CS5412: Foundations of Cloud Computing (Spring 2016)

Final Exam: Thursday May 19, Hollister Hall B14, 7-9pm.  Open book, open notes including course web pages.

Prof. Ken Birman, 435 Gates Hall, x5-9199


Syllabus, Slides, other Course materials: click here.   Project info: here

What is this course about?  Cloud Computing is an overarching term that covers modern computing infrastructures to support the web: browsers and web servers, but also ways of building mobile clients, scalable web services, and very fast infrastructures for serving up content in geographically distributed systems that might include dozens of data centers and millions of computers.

CS5412 tackles this very large topic in a way that strikes a balance, looking at the large-scale architecture of modern cloud computing systems while simultaneously exploring theoretical underpinnings, limitations, and ways of guaranteeing the quality of cloud-hosted applications.   The projects expose students to some examples of practical cloud computing tools and solutions.  

Who should take this class?  CS5412 aims at MEng students who are curious about just how far cloud computing can be taken, and to have a deeper insight into the cloud and who like material to have a balance of theory and practice.   The course is for students who are already strong programmers with plenty of experience writing systems software, and who want to take the next step and start to use cloud computing technologies.  This is not a suitable course for programmers who are just getting started and who lack that kind of experience. 

What background is required?  CS5412 assumes that you have a solid background doing systems programming, networking and operating systems, and have taken CS architecture and theory classes.  You don't need to have taken them at Cornell, but you should have this background.

CS5412 includes a project that has a single basic cloud computing core that everyone will need to implement, and then a customizable "front end" that can be specialized in lots of ways, and where we will expect you to decide what you want to do.  We recommend that you do the project in a group of 3 or 4 people.  We find that smal groups get more work done, they generally seem to experience less stress and have a better time because team members can help each other out, and the front-ends are often more interesting.  A few times we have seen student groups stick together after the semester and go on to launch successful companies! 
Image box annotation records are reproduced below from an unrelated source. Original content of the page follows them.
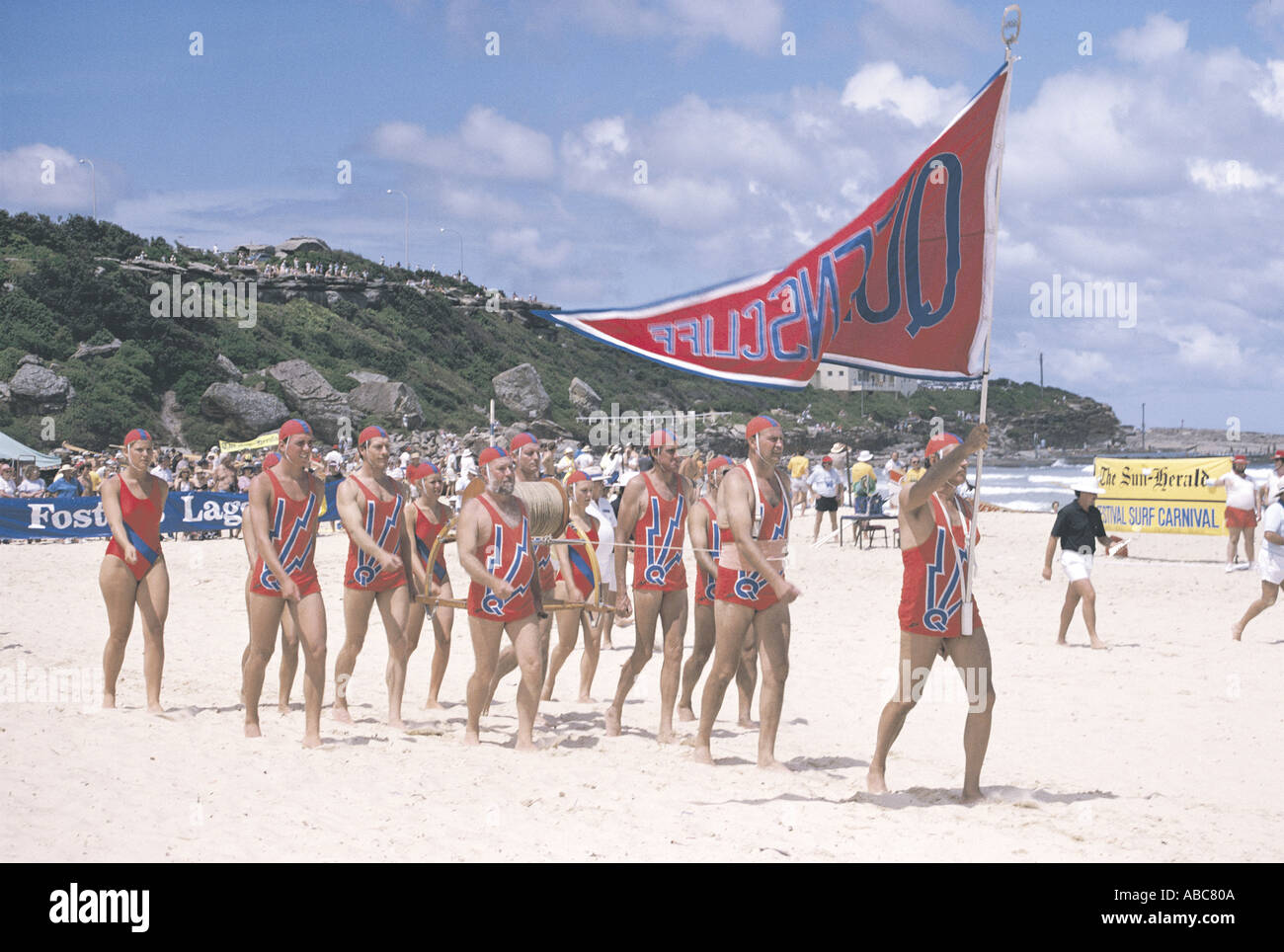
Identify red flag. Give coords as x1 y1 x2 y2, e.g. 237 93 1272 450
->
534 64 1010 389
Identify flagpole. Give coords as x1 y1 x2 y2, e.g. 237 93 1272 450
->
959 4 1021 635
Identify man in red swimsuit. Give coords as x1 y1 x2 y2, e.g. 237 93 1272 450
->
334 426 415 728
241 420 326 747
606 430 696 745
868 424 994 801
694 416 803 770
454 446 544 751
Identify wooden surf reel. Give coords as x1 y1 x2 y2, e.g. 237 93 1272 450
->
416 476 615 612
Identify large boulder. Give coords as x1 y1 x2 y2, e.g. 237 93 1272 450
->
348 373 424 428
9 355 76 413
201 383 290 438
569 377 602 413
214 355 245 383
491 363 552 419
264 357 352 442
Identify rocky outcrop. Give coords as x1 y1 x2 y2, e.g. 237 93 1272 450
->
214 355 245 383
569 377 602 413
201 383 290 438
348 373 424 428
491 363 552 420
264 359 352 442
9 355 76 413
72 338 120 360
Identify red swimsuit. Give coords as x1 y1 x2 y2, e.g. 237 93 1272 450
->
249 470 324 597
107 476 162 582
714 463 790 612
469 497 535 621
633 472 687 592
900 493 981 638
343 476 406 592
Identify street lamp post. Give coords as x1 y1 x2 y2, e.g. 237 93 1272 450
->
388 189 410 271
77 159 98 218
441 228 463 278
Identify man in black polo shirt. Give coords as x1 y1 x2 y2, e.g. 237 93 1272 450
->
1043 479 1124 648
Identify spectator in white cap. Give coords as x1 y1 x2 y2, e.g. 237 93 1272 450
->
1043 477 1124 648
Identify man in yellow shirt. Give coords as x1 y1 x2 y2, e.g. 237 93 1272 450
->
787 453 812 512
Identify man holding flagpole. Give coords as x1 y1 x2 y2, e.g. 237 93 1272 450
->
867 424 996 801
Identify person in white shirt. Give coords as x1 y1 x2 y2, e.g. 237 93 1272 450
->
1204 455 1261 572
1230 489 1284 642
806 457 843 543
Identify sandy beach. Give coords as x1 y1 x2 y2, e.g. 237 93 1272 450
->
0 514 1284 862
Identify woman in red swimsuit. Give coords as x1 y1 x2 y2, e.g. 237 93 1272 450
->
98 430 170 713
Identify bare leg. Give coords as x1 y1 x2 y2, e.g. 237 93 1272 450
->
865 631 939 793
376 585 411 729
241 593 285 738
330 585 375 724
277 612 299 713
736 623 758 730
98 556 137 707
463 614 504 745
656 589 687 745
506 614 544 751
427 582 454 708
578 612 607 704
1230 582 1280 642
293 592 326 747
1071 579 1105 648
678 604 714 721
750 601 790 770
945 629 994 801
1057 583 1079 644
606 589 664 738
693 601 754 763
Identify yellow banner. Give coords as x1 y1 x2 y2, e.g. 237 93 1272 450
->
218 430 277 453
1092 457 1230 535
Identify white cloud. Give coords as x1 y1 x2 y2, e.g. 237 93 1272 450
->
369 107 556 180
842 61 968 127
1113 13 1190 63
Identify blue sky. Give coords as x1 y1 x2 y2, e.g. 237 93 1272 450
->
0 0 1284 433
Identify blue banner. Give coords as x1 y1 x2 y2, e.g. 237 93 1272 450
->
0 480 341 539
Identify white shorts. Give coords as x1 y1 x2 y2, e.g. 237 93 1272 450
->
1257 549 1284 585
1061 549 1092 582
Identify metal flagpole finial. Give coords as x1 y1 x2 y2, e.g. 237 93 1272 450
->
1001 4 1021 60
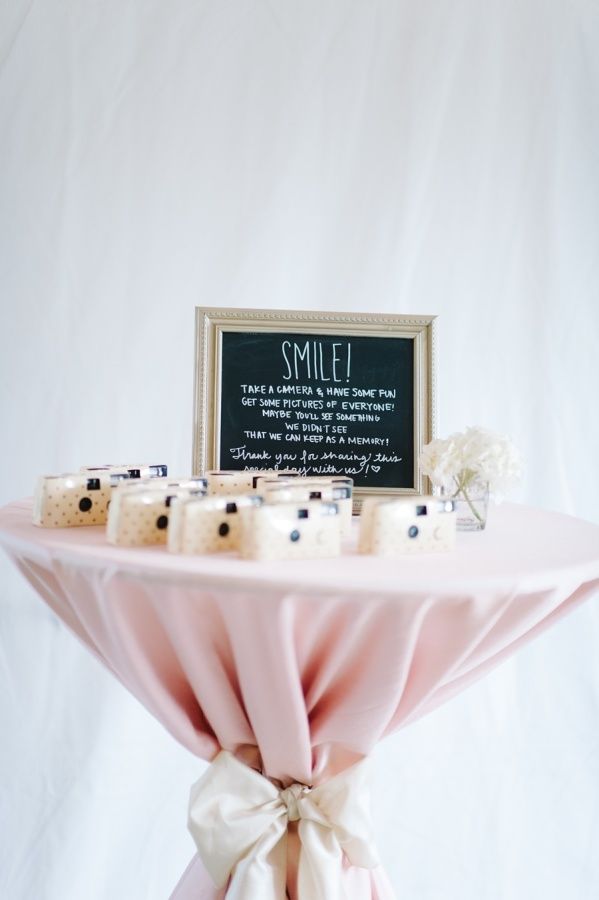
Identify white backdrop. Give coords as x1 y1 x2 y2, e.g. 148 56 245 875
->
0 0 599 900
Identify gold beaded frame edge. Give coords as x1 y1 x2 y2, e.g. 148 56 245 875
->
192 306 437 513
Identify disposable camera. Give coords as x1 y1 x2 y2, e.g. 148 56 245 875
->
106 478 206 547
79 463 168 478
117 475 208 494
240 501 341 560
168 494 262 553
206 469 299 495
358 497 456 556
259 476 353 538
33 471 128 528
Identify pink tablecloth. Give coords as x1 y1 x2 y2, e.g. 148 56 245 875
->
0 501 599 900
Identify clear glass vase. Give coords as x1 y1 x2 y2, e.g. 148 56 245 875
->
442 480 489 531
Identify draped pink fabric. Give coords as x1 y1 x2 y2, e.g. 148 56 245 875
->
0 501 599 900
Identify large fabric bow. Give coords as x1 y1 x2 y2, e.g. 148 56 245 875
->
188 750 379 900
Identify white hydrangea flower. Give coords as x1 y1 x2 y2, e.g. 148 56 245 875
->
420 427 522 497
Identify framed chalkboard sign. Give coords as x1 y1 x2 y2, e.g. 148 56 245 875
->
193 307 434 506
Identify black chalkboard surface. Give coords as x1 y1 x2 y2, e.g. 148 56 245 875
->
218 332 414 488
194 308 433 497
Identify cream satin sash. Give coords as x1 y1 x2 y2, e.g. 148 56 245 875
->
188 750 379 900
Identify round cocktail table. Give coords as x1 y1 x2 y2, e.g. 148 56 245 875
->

People who know absolutely nobody at Cornell can link up using Piazza, which has a team-member search feature.  People who hate to work in groups can talk to us and in special cases like that, we might allow individual projects.

It is important to understand that the class won't teach background skills, and we won't even be teaching you the detailed API for using the cloud programming tools that arise in our projects.  Instead, we expect you to be a self-learner who can teach yourself what you need to know, filling in gaps in your skills set.  For example, perhaps you already know C++ well, but are unfamiliar with the C++/CLI system that Microsoft uses on .NET.  Rather than us teaching this to you, we would you to teach yourself about the "hat" operator in C++/CLI and thus be able to use C++/CLI with .NET.  There is a great deal of online documentation and even instructional videos for each of the technologies you would need to use in your projects.  Our TAs and instructor are always available to give pointers, but you will need to do a fair amount of reading and out-of-class work to complete the projects and even to really learn material covered in class in a deep way.

Newsgroup for posting questions: We'll be using Piazza.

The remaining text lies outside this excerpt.